Dans son ouvrage Pourquoi le travail social ? [Dunod, Paris, 2011], Saül Karsz précise que les professionnels qui œuvrent au sein d’institutions ne sauraient accueillir, traiter, accompagner tous types de difficultés ou de symptômes, toutes les misères. En résulte ce que l’auteur nomme la “misère solvable”, soit la partie de ladite misère dont le professionnel a reçu le mandat de s’occuper.
Les usagers investissent parfois des mécanismes de solvabilisation. A l’occasion des entretiens ou visites à domicile durant lesquels les professionnels tentent d’explorer les différents aspects de la situation des sujets, le récit élaboré par ces derniers n’est en rien un matériau froid, brut, exhaustif. Omissions, distorsion, minimisations, exagérations, falsifications conscientes ou inconscientes sont le b-a-ba de tout échange entre des parlêtres. La connaissance, sinon l’expertise que possède l’usager des institutions en général, de telle association ou service, de cet éducateur ou de cet assistant social en particulier, peut l’amener, éventuellement à son insu, à centrer son discours sur une difficulté plutôt qu’une autre, adopter une certaine tonalité dans la voix, à faire peu ou prou entrer ses difficultés singulières dans les cases juridico-administratives supposées adéquates et mobiliser certains affects professionnels fructueux. Nullement à blâmer, ces stratégies, qui sont le lot de tout un chacun, peuvent s’avérer une ressource certaine voire une condition de survie.
Les professionnels quant à eux peuvent investir, avec plus ou moins de réussite, la pratique du ski hors-piste. Chaque skieur confirmé sait que cette pratique n’est pas nécessairement synonyme de catastrophe et autres avalanches et peut même s’avérer propice à de prometteuses aventures. Elle exige néanmoins une certaine technicité et expérience. Il n’est pas impossible par ailleurs de faire de bien douloureuses chutes en se maintenant pourtant entre les balises rassurantes d’une piste verte.
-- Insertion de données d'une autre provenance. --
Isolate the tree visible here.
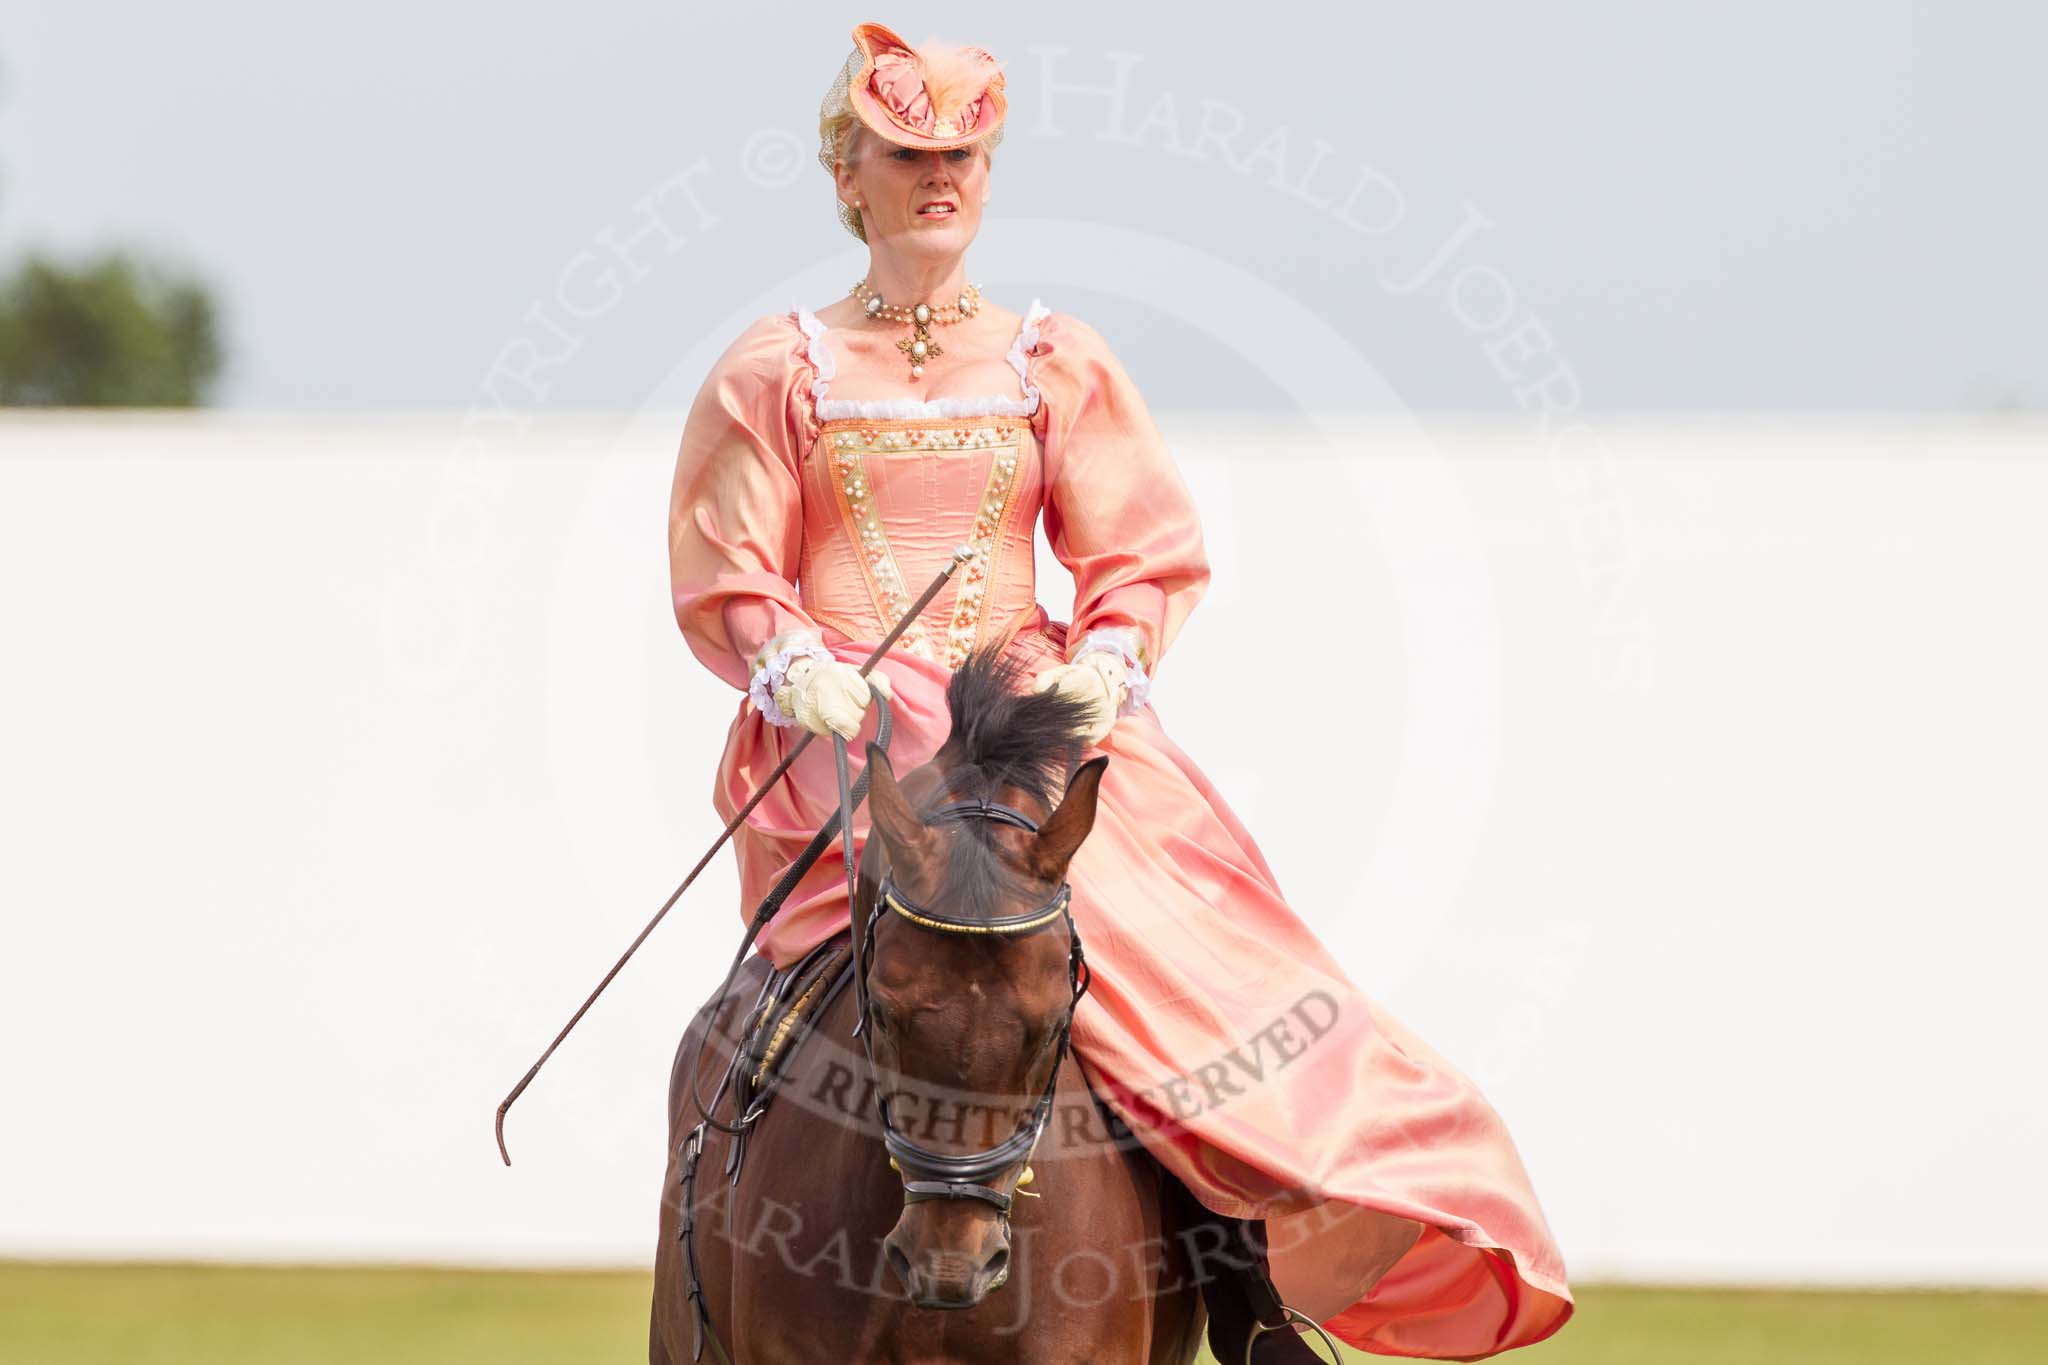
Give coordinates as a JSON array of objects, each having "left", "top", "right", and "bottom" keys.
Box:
[{"left": 0, "top": 252, "right": 224, "bottom": 406}]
Tout l’art de l’intervenant consistera à flirter avec les frontières de ses missions, bousculer les limites réelles (institutionnelles) et imaginaires (projetées, inventées) de son cadre d’intervention, fermer les yeux à demi, faire semblant de ne pas avoir entendu… A ce prix, il est possible d’intervenir sur la solvabilité de la misère et d’en modifier à la marge les coordonnées – c’est parfois dans la marge que se produisent des décalages décisifs, des avancées majeures. Il s’agit de se risquer à prendre position, à se saisir des marges de manœuvre dont chacun dispose. Risques aussi raisonnés que possible, balisés, réfléchis et arrimés à des postures éthiques argumentées. Mais risque tout de même, avec ce que cela comporte de potentielles conséquences délicates ou d’éventuelles réussites audacieuses, voire les deux à la fois selon la place du curseur (certains ratages sont salvateurs, certaines victoires désastreuses).
Il importe de ne pas considérer les deux précédents paragraphes comme étanches et indépendants. Il convient plutôt de souligner le jeu dialectique entre les mécanismes que l’usager mobilise et la cécité ou la clairvoyance de l’intervenant qui n’en voudrait rien (sa)voir ou à l’inverse saurait en jouer de manière rentable. Chacune de ces deux dimensions n’existe que par, contre, avec l’autre. La complexité réside dans l’analyse de leurs intrications. Si la solvabilité peut être considérée pour partie comme un fait, plus ou moins figé et indépendant des marges de manœuvre des intervenants, le rapport entretenu et les compromis passés avec ladite solvabilité peuvent permettre ou entraver certaines perspectives.